Delegation of the European Union to Myanmar

EU Projects with Myanmar (Burma)

12/05/2016 - 15:10
Overview

The EU seeks to ensure coherence between actions supported by bilateral programmes and projects financed under thematic or regional instruments.

Financial instruments

The EU seeks to ensure coherence between actions supported by bilateral programmes and projects financed under thematic or regional instruments. These instruments often offer an opportunity to provide targeted support to thematic areas such as human rights, civil society, capacity building or environmental protection. They also provide the means to intervene in geographical areas where other initiatives would have difficulties operating, thereby allowing particularly vulnerable populations in conflict-affected areas to benefit from EU support. This complementarity also balances support to government services and support to non-government, complementary services, notably in ethnic controlled territories. The EU Delegation to Myanmar is closely working with the EU Delegation in Bangkok on projects dealing with the protracted situation of IDPs and refugees based in the Thai border, funded through the Aid to Uprooted People budget.

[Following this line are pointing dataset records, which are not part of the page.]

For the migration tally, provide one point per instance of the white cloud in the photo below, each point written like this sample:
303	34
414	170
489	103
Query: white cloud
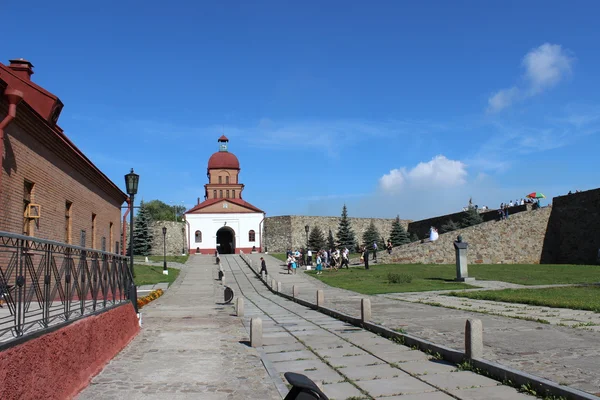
545	66
439	172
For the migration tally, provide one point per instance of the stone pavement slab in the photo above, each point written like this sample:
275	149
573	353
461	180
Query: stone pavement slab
561	354
189	348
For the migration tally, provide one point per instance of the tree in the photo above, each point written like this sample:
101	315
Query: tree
142	235
371	235
316	239
398	235
449	226
160	211
345	235
330	241
471	218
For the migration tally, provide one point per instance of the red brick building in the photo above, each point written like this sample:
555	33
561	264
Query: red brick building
48	188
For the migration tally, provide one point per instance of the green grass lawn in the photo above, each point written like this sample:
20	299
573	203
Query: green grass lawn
375	280
578	297
178	259
439	277
152	274
282	256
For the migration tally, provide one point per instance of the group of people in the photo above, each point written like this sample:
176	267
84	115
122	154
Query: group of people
323	259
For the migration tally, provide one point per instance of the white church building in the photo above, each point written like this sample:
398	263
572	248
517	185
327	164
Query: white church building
224	221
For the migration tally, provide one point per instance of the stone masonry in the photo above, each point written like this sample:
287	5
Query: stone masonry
517	240
176	240
288	232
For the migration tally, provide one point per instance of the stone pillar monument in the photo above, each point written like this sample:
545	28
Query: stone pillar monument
462	273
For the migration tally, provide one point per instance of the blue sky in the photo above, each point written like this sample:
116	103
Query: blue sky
390	107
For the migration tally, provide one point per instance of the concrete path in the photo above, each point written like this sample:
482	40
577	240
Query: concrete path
189	348
349	362
579	319
561	354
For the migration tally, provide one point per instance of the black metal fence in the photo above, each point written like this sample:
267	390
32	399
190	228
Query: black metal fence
43	283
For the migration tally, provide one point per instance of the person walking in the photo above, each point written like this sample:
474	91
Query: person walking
374	251
263	266
319	264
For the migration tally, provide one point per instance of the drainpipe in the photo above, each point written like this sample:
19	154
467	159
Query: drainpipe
189	238
14	97
124	249
260	249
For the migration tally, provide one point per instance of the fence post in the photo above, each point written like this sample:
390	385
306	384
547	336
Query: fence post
365	310
473	338
320	298
239	307
256	332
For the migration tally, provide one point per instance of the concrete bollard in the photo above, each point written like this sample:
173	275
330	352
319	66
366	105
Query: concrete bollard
239	307
320	298
473	338
365	310
256	332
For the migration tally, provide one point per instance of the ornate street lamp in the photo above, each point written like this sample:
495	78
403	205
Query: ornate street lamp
165	270
131	183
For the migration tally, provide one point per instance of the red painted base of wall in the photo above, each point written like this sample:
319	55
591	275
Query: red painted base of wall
211	252
61	363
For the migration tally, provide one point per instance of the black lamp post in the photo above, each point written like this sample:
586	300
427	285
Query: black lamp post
131	183
306	229
165	270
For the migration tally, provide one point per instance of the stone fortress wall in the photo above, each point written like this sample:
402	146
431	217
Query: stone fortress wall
517	240
176	238
288	231
566	232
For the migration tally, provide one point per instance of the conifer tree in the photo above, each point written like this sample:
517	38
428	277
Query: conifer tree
345	235
398	235
316	240
330	241
471	218
142	235
371	235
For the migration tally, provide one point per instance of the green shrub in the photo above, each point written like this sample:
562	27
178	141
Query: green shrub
399	278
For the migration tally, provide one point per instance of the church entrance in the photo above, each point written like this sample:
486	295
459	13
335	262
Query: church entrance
226	240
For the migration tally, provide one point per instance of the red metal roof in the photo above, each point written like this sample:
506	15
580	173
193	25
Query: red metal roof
210	202
223	160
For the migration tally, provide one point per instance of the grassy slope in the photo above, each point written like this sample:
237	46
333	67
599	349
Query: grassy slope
439	277
579	298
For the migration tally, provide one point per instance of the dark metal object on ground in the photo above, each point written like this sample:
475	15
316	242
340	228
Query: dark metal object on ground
45	282
303	388
228	295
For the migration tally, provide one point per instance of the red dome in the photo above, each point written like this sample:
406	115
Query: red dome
223	160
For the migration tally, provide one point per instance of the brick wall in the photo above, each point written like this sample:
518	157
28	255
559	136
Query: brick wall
519	239
55	181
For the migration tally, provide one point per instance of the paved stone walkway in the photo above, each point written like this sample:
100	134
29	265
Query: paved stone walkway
349	362
562	354
189	348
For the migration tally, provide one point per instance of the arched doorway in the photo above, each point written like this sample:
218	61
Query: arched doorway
226	240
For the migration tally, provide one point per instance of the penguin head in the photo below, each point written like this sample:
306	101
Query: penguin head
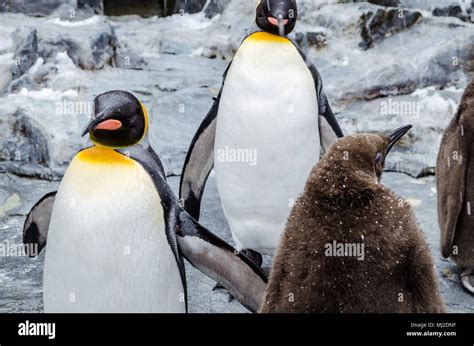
365	154
119	120
277	17
349	173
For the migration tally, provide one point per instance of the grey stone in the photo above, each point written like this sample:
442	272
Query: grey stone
33	7
453	10
215	7
26	51
129	60
189	6
90	46
375	26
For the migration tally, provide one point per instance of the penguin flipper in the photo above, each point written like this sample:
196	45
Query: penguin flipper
200	159
221	262
35	228
451	176
324	107
199	162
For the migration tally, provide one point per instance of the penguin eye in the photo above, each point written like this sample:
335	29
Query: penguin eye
378	157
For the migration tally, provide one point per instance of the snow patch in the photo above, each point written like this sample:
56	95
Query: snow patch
89	21
44	94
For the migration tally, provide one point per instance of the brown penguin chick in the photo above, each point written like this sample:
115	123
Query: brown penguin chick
455	182
350	244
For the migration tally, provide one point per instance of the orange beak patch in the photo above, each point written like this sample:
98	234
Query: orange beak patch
109	125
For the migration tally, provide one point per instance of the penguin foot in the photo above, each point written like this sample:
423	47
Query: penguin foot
254	256
219	287
467	280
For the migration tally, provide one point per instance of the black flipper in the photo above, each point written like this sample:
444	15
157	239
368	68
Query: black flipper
324	107
200	160
221	262
35	228
205	251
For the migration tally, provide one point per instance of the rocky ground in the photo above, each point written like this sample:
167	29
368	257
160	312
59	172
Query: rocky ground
382	67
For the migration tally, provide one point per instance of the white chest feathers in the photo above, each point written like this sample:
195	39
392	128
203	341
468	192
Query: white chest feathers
267	138
107	249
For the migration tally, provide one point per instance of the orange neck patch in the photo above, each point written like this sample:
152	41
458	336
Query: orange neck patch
103	155
265	36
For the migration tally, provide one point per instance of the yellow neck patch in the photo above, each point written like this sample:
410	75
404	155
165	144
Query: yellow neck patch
265	36
145	114
103	155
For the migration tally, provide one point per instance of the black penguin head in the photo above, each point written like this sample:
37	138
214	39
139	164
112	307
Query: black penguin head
119	120
277	17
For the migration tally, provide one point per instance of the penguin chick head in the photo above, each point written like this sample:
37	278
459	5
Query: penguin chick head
348	173
119	120
277	17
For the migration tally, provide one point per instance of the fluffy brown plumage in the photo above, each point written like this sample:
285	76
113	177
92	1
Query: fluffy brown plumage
455	180
344	202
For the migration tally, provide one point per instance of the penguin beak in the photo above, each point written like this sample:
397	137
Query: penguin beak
395	137
100	122
277	22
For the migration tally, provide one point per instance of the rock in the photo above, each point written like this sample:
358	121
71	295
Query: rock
215	7
375	26
129	60
33	7
189	6
26	51
144	8
95	6
23	144
307	40
453	10
386	3
90	43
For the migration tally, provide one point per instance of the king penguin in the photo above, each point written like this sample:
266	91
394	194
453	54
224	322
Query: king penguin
351	245
115	232
455	176
269	124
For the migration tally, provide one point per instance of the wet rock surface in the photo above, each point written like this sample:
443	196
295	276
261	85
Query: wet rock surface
52	66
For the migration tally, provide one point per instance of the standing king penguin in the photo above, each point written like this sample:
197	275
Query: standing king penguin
115	231
455	182
351	245
271	108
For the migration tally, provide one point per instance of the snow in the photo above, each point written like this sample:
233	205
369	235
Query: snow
85	22
44	94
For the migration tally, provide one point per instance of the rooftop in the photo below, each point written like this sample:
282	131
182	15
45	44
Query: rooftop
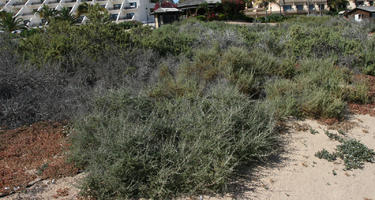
367	8
197	2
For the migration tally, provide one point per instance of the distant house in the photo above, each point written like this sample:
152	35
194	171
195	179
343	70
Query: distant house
361	12
165	12
194	7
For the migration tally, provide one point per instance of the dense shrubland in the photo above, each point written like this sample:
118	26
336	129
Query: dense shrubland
177	110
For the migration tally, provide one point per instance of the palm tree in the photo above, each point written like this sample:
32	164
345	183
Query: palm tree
64	15
10	23
95	13
47	13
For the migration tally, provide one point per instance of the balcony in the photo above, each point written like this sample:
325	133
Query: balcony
26	14
52	2
131	5
36	3
18	3
127	16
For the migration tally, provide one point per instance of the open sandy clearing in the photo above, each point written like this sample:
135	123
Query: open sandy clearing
298	175
301	175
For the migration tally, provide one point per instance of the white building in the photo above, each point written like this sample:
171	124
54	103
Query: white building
120	10
302	7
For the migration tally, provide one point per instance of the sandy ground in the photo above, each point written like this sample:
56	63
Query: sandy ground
297	174
303	176
64	188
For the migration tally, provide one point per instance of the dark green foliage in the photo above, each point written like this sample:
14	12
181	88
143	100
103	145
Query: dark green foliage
273	18
351	151
135	147
179	109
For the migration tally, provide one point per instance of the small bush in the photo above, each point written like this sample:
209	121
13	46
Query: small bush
355	154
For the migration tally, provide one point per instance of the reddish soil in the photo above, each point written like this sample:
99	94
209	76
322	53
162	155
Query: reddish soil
30	153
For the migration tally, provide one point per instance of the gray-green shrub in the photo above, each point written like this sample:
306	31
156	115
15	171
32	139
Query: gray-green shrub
136	147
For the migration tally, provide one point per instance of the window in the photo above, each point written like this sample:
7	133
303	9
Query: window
133	4
359	3
113	17
129	15
300	7
287	7
311	7
116	6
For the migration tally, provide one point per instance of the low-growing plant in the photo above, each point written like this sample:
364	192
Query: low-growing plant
313	131
334	136
355	154
351	151
324	154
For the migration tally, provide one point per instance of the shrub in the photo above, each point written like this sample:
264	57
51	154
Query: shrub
135	147
29	95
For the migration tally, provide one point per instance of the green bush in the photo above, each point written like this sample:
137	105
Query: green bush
135	147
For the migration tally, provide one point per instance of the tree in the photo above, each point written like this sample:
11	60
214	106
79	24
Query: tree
10	23
337	5
65	15
95	13
47	13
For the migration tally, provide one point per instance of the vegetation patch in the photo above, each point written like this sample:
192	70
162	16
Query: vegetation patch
351	151
172	147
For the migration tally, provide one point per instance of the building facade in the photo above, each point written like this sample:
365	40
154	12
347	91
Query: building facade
119	10
291	7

Operational context and methods of implementation

The EU assistance programme is being carried out in a highly complex environment of transition and reforms, marked by conflict in several ethnic areas as well as deep ethnic and religious tensions. Initially, much of the EU's development assistance in Myanmar was channelled and implemented through civil society organisations, NGOs and UN agencies, in collaboration with local partners wherever possible, using multi donor trust funds and a project approach. As Myanmar continues to open up, the EU is increasingly working with larger scale programmes implemented by EU member states' agencies. The EU's relationship with Myanmar's authorities also evolves regarding the development cooperation modalities, increasingly considering instruments such as blending and working more and more through available systems and institutions within the country to ensure sustainability and effectiveness of aid provided.

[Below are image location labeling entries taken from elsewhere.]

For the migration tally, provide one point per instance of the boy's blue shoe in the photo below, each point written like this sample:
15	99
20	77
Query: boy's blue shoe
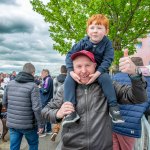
69	119
114	113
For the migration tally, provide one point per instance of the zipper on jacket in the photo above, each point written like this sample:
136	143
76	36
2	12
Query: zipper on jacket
87	110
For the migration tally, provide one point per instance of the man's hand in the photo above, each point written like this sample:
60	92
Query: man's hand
126	65
75	76
40	130
93	77
66	109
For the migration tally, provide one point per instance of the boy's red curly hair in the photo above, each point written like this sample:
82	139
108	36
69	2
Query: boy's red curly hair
100	19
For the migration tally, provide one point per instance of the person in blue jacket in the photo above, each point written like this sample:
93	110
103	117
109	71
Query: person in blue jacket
124	134
46	94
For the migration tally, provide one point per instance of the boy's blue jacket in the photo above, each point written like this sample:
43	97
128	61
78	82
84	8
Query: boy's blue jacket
103	53
131	113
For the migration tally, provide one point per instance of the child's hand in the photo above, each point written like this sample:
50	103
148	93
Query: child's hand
75	76
126	52
94	77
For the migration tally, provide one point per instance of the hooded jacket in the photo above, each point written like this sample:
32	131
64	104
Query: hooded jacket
46	91
58	81
93	131
22	99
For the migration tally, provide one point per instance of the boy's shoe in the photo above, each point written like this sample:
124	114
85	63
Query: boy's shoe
53	137
49	133
114	113
69	119
42	134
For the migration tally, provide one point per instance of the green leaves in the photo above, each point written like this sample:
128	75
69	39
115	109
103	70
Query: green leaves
129	20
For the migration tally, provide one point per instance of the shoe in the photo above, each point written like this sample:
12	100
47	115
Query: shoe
69	119
114	113
49	133
42	134
53	137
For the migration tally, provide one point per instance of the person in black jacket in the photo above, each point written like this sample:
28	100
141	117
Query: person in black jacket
46	93
58	81
22	101
99	44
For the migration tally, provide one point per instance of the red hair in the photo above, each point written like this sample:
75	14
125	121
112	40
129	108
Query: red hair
100	19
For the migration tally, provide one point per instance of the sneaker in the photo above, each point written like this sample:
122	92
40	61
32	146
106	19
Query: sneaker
42	134
49	133
71	118
114	113
53	137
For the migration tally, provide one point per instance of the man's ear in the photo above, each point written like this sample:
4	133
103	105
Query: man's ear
107	31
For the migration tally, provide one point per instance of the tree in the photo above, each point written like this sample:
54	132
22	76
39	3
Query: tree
129	20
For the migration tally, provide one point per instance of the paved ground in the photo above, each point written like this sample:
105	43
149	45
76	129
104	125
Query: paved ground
44	144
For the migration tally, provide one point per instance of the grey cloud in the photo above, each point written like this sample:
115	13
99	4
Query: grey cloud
8	2
13	25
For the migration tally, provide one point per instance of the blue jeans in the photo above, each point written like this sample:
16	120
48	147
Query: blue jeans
104	81
30	135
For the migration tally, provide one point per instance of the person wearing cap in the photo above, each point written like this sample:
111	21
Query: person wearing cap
93	130
98	43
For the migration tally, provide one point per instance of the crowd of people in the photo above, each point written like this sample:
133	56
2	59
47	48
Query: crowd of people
95	111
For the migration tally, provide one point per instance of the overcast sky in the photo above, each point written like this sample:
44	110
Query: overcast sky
24	37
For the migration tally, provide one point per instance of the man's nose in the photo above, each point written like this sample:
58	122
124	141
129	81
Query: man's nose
83	70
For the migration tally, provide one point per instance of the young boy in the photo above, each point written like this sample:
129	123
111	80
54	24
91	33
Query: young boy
98	43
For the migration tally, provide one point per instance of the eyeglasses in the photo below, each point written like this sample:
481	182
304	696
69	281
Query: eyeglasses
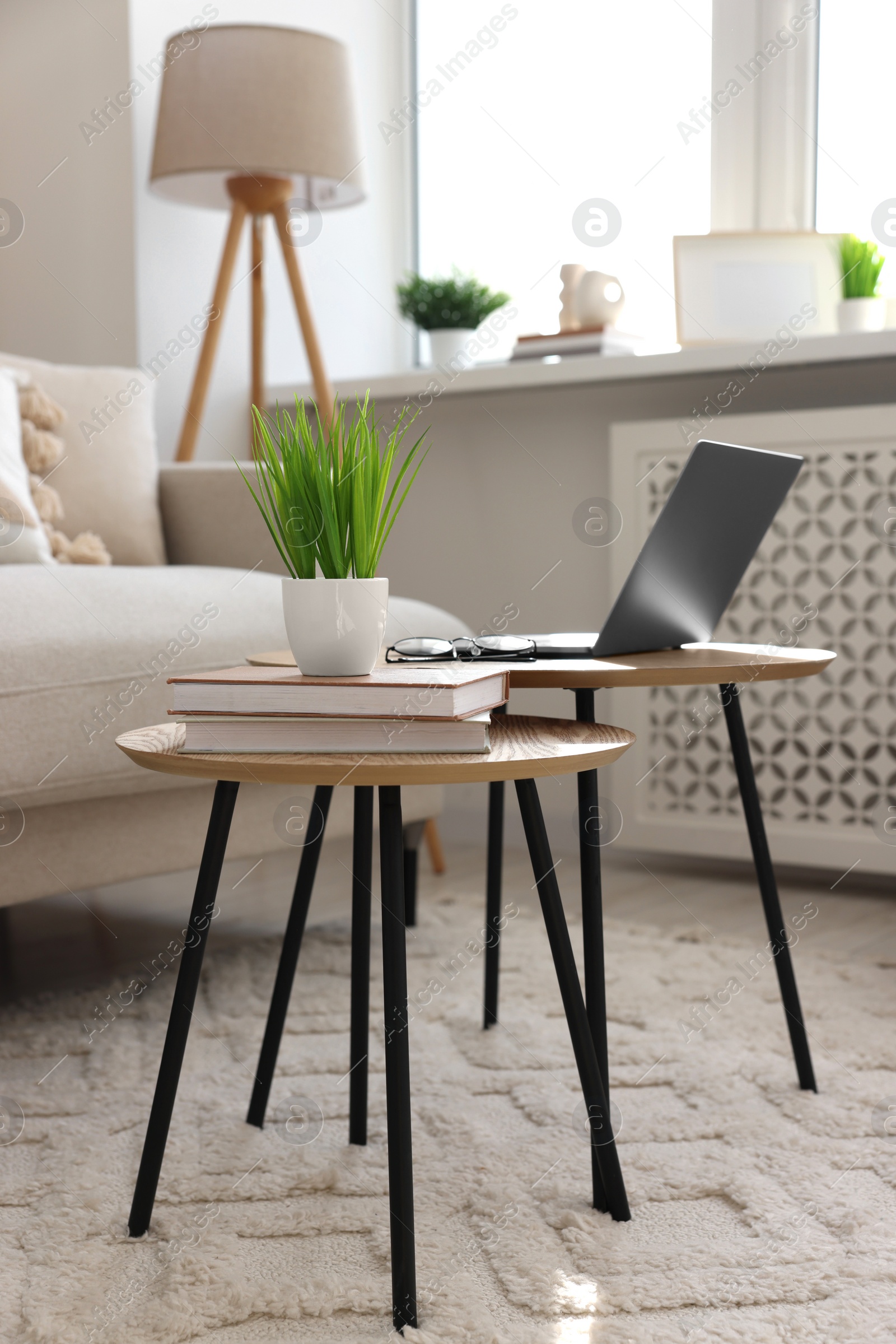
426	649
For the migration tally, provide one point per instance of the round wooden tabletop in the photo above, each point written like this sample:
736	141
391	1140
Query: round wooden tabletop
521	748
693	664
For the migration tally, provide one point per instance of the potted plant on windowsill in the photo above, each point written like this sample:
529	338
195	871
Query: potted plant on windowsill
449	308
861	308
327	502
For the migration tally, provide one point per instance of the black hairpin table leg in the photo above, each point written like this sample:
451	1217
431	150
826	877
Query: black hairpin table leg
362	877
493	897
767	885
413	834
595	996
398	1069
593	1085
182	1008
289	957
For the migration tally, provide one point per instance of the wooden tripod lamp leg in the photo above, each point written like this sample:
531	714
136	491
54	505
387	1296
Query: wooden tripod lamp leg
189	435
258	316
435	844
323	386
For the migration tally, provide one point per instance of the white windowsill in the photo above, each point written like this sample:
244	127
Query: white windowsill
606	369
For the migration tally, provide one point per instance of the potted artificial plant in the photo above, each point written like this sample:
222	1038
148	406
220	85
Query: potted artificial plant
327	502
861	308
449	309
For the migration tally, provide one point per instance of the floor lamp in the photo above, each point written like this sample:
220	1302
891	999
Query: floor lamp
258	120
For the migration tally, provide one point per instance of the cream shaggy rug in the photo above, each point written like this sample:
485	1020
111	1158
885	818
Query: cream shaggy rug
759	1213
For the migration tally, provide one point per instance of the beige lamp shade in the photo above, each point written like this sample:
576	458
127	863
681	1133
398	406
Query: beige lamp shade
244	100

In the light of progress with the political transition and the growing presence of other international donors, it is also crucial to ensure high quality and efficient delivery of aid programmes and projects. The EU will play a key role in addressing the challenge of donor complementarity – particularly between EU member states through a joint programming process – to ensure that the existing coordination architecture continues to provide effective aid management. The EU also supported the setting up of an effective Aid Information Management System (AIMS), replicated globally and recognised as the 1st ‘International Aid Transparency Initiative-native’.